/bioont-search-benchmark

A Benchmark for Searching Top-K Ontology Resources in the Biomedical Domain

Primary LanguageJava

bioont-search-benchmark

This is a Maven project that contains source code in Java and ground truth data for a biomedical ontology benchmark.

More details in the research paper:

D. Oliveira, A. S. Butt, A. Haller, D. Rebholz-Schuhmann, and R. Sahay, “Where to search top-K biomedical ontologies?,” Brief Bioinform, vol. 20, no. 4, pp. 1477–1491, Jul. 2019, doi: 10.1093/bib/bby015.

To run this project you will need the following:

  • A Linux machine.

  • Virtuoso Jena Provider:

    1. Clone the virt-jena repository inside the benchmark directory.
    2. Inside the new virt-jena directory do mvn clean install
  • Virtuoso

    1. Create a directory in the root of the bioont repository to store of Virtuoso database, e.g. virt_database
    2. Change the virtuoso.ini parameters according to your machine requirements and put the file in your Virtuoso database directory.
    3. Start the Virtuoso server in your database directory.
    4. Edit the scripts/bulk_load.sh script and change the first four parameters to correspond to your Virtuoso server port, user, password and the directory of the Virtuoso database (e.g VIRT_DB=$PWD/virt_database).
    5. In the root directory of the repository, bulk load the ontologies into Virtuoso with scripts/bulk_load.sh.
    • To restart the Virtuoso store, stop virtuoso and delete everything inside virt_database except for the virtuoso.ini file. Restart virtuoso and run scripts/bulk_load.sh again.
  • Solr - the use of OLS-SOLR spring boot application is advised for optimal compatibility (https://github.com/EBISPOT/OLS/tree/master/ols-apps/ols-solr-app). Follow these steps:

    1. Clone/download the OLS git repository into the bioont repository.
    2. Delete the contents of the resources directory.
    3. Copy all contents of the userinput/ontology_property_files directory into the resources directory.
    4. Build OLS by running mvn clean package in the root of the OLS repositorty.
    5. Download and extract Solr (only version 5.2.1 was tested) to the root of the bioont repository.
    6. Create a directory to store the Solr indexes in the root of the bioont repository, e.g. solr_index
    7. Start solr with:

    $ solr-5.2.1/bin/solr -Dsolr.solr.home=$PWD/OLS/ols-solr/src/main/solr-5-config -Dsolr.data.dir=$PWD/solr_index

    1. Build the Solr indexes from the root of the bioont repository with:

    $ scripts/index.sh

    • To restart the Solr indexes, stop Solr, delete everything inside the solr_index directory and run step (vii) again.

Running the benchmark

Keep Virtuoso and Solr running. Open the file userinput/config.properties and change the necessary parameters. Note that you will need to register in BioPortal to obtain an API key.
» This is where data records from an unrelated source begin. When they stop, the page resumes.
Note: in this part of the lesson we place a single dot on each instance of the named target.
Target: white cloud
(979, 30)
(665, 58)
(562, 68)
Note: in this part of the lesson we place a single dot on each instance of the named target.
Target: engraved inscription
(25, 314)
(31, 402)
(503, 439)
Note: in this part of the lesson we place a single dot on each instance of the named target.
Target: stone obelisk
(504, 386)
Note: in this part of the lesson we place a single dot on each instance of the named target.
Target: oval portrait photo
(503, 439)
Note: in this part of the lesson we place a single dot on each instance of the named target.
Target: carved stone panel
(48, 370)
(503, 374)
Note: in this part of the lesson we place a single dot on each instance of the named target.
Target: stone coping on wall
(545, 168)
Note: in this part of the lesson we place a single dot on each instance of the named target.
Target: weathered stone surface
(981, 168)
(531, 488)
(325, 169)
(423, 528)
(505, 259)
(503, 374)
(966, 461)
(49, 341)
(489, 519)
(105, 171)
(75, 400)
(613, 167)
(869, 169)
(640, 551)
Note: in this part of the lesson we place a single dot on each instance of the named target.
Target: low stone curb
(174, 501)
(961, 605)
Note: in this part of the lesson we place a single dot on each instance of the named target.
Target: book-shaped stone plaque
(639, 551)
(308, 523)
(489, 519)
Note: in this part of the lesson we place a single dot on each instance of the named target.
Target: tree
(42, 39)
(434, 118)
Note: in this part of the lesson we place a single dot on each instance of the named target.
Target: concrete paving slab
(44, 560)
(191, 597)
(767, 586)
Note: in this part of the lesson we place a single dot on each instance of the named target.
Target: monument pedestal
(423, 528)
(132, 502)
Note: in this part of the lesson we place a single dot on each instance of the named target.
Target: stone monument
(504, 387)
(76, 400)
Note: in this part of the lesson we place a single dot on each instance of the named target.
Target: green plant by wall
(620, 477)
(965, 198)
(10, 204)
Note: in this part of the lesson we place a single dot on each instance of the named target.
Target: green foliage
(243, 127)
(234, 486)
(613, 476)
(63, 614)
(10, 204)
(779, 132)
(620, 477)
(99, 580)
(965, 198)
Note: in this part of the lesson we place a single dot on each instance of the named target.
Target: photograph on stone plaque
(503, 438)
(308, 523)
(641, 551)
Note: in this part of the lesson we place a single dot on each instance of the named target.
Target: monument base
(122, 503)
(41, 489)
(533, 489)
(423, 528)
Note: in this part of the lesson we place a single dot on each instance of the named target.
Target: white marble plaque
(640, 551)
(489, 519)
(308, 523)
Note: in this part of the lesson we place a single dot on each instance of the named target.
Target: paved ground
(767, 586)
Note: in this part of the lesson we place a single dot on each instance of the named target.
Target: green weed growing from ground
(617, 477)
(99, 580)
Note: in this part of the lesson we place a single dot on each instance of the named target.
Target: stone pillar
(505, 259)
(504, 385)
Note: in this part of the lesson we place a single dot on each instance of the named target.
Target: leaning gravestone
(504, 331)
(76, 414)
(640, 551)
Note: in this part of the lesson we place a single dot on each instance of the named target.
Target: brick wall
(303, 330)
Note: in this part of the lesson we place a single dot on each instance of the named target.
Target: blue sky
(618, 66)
To run the benchmark do the following:

  1. In the benchmark directory build the project with mvn clean package.
  2. Run the benchmark with java -jar benchmark/target/bioont-1.0-SNAPSHOT-shaded.jar
  3. View the results in the userinput/ranking_results and userinput/evaluation folders.
  • To restart the benchmark, delete the userinput/ranking_models and run step (2) again.
  • If you don't want to load the ontology metadata and the preprocessing for the algorithms again and just want to re-run the benchmark, open the Test class and change the variables loadData and preprocessing to false. Then follow steps (1) and (2) again.

Customising input data

If you wish to use the benchmark with a different set of ontologies you will need to create new ontology configuration files with the exact some structure and repeat the Solr steps starting from (iii). You will also need to add the acronym for those new ontologies in userinput/acronyms.txt and the URL for their download in userinput/uris.txt.

To change the query terms used in the benchmark edit the file userinput/test_terms.txt and introduce one query term per line.